Rubem Alves foi muito feliz ao refletir sobre o fato de que as pessoas desejam aprender a falar (bem), mas não desejam aprender a ouvir, construindo a crônica que aborda esta questão, da qual retiramos o trecho citado. Fiquei pensando o quanto somos (ou já fomos) pessoas assim, incapazes de ouvir e vazias, a ponto de apenas querer falar.
A incapacidade de ouvir não se limita, neste caso, a questões físicas, quando há uma barreira orgânica intransponível (deficiência auditiva), ainda que muitos daqueles que não ouçam sejam capazes de entender muito mais do que outros que ouvem. A incapacidade de ouvir pode ser facilmente notada nas pessoas que crêem saber sempre mais que todos e quem pensa desta maneira acredita que os outros não têm nada a acrescentar, logo, não são merecedores de atenção, muito menos de serem ouvidos. Aí temos pessoas tão arrogantes e vaidosas que falam demasiadamente, sobre tudo e sobre todos! Acreditam que a sua forma de pensar é tão superior que enchem os ouvidos daqueles que muitas vezes se limitam ao mero papel que lhes resta: de ouvintes ou meros expectadores.

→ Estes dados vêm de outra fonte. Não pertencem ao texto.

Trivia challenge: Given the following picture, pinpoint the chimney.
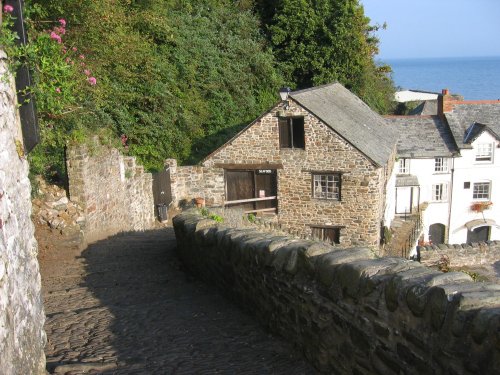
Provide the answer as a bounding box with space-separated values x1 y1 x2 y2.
438 89 453 116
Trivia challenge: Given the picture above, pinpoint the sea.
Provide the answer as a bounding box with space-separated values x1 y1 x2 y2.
382 56 500 100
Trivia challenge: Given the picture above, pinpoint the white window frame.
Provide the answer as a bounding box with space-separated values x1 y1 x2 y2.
398 158 410 174
472 181 491 201
434 158 449 173
431 182 448 202
475 143 495 163
313 173 342 201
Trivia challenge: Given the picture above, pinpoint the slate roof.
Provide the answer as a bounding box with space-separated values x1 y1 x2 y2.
386 116 458 158
289 83 397 166
396 175 420 187
445 102 500 148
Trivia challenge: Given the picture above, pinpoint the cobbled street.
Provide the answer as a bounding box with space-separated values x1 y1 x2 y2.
38 227 315 374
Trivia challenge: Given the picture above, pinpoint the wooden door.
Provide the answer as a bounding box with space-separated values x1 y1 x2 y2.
255 169 278 210
467 226 490 243
396 186 412 214
429 223 446 245
153 167 172 206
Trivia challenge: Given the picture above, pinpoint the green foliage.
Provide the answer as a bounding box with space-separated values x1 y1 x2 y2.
5 0 393 180
23 0 280 170
200 207 224 223
257 0 394 112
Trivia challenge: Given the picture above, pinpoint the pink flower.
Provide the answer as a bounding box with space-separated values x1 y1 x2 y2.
54 26 66 35
50 31 62 43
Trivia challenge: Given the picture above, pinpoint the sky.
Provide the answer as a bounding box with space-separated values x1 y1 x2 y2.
360 0 500 59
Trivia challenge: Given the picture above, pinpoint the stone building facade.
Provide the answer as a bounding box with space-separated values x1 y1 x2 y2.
0 51 46 374
171 84 395 246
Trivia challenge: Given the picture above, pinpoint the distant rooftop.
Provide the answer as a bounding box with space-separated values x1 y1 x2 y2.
394 90 439 103
386 116 457 158
290 83 396 166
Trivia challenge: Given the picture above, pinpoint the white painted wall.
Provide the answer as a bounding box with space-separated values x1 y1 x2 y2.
449 131 500 243
398 158 452 241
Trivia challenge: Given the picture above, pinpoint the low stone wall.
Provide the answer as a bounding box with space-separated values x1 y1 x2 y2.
67 139 155 242
165 159 225 207
419 241 500 268
173 211 500 375
0 51 46 374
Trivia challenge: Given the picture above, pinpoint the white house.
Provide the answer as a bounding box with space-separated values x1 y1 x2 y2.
443 95 500 243
386 90 500 244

Há quem leve muito tempo para olhar o outro da forma como gostaria de ser visto, e enquanto isso não acontece, age como se fosse sempre o centro das atenções e “[…] fala demais por não ter nada a dizer”, como já dizia Renato Russo, em uma de suas músicas. Pessoas assim nem sempre agem desta maneira porque são mal intencionadas ou porque não se importam com os sentimentos e as necessidades daqueles que lhes cercam; às vezes, são realmente incapazes de enxergar o outro, tamanha a sua arrogância, vaidade e egoísmo.

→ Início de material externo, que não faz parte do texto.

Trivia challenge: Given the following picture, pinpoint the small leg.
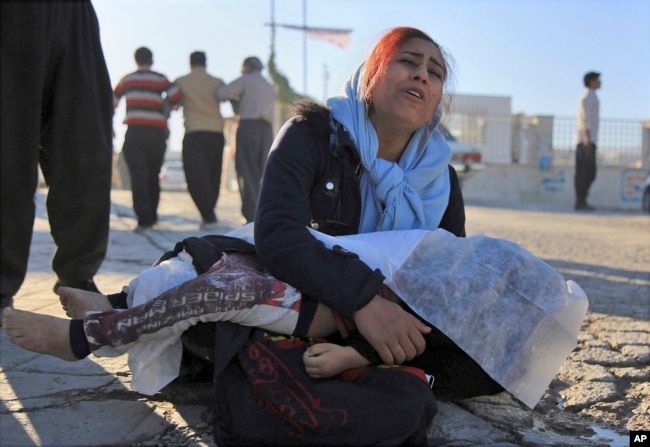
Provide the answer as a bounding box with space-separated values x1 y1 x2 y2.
57 287 113 320
303 343 370 379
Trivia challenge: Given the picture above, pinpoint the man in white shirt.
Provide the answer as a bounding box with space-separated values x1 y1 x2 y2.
574 71 600 211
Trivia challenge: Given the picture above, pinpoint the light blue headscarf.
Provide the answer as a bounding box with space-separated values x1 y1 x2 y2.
327 64 451 233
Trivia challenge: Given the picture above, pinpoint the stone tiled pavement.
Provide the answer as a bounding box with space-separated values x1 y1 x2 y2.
0 190 650 447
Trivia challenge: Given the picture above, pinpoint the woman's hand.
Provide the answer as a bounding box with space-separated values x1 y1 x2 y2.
354 295 431 364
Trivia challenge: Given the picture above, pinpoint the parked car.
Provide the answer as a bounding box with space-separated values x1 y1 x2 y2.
159 161 187 191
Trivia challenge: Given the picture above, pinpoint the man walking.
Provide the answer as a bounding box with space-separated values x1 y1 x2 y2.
174 51 225 231
114 47 181 233
218 56 276 222
574 71 600 211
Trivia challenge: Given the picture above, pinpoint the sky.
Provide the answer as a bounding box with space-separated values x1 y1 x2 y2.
93 0 650 151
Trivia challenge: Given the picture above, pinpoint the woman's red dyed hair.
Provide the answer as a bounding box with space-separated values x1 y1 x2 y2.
363 26 447 104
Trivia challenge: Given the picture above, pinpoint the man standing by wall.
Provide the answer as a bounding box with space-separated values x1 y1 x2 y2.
174 51 225 231
218 56 276 222
574 71 600 211
0 1 113 316
114 47 181 233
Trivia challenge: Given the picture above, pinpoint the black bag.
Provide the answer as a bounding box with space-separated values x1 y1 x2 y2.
214 323 437 446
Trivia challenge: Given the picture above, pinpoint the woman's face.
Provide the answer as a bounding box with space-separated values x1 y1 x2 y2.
370 38 446 132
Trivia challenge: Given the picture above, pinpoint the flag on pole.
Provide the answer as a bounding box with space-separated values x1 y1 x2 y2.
275 23 352 49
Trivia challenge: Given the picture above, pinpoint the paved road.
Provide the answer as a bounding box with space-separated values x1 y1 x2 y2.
0 190 650 447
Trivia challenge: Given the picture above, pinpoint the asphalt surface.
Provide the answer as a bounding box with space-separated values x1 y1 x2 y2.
0 186 650 447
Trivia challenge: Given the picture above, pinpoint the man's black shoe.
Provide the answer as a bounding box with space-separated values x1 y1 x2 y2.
54 279 101 295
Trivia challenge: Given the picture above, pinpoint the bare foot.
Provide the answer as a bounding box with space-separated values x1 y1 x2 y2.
302 343 368 379
58 287 113 320
2 307 79 362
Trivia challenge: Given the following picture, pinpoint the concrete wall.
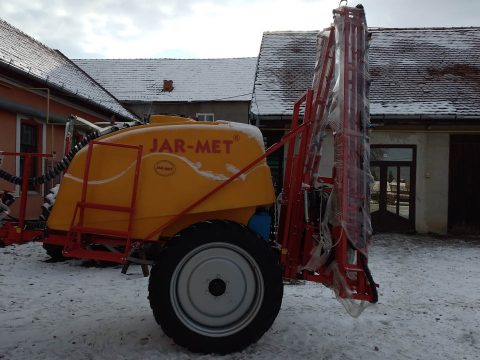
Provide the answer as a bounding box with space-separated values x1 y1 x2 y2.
320 130 449 234
123 101 250 123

Contudo, nem sempre os ouvintes ou expectadores se prestam a desempenhar este papel para sempre; as pessoas que sabem ouvir geralmente também gostam de falar, de repartir as suas experiências, de contar suas novidades, de desabafar seus problemas, ou contar suas conquistas… Mas isso somente se consegue com outro bom ouvinte por perto, com pessoas cujo bom senso e a capacidade de auto crítica são qualidades marcantes, uma vez que buscam no outro não alguém passivo, que apenas desempenhe um papel secundário enquanto o ator principal fala, mas que esteja junto no palco, falando das suas ideias, concordando, discordando, opinando e construindo a comunicação como esta deve ser: em duas vertentes. 
Que sejamos capazes de refletir sobre o nosso comportamento no processo comunicativo, avaliando o quanto falamos e o quanto somos bons ou maus ouvintes, já que “[…] ouvir é ouro e falar é prata”, como disse David Kolb, e cuidemos para que os nossos ouvintes possam também desempenhar o papel inverso. Seja, enfim, um bom ouvinte, e um ótimo falante!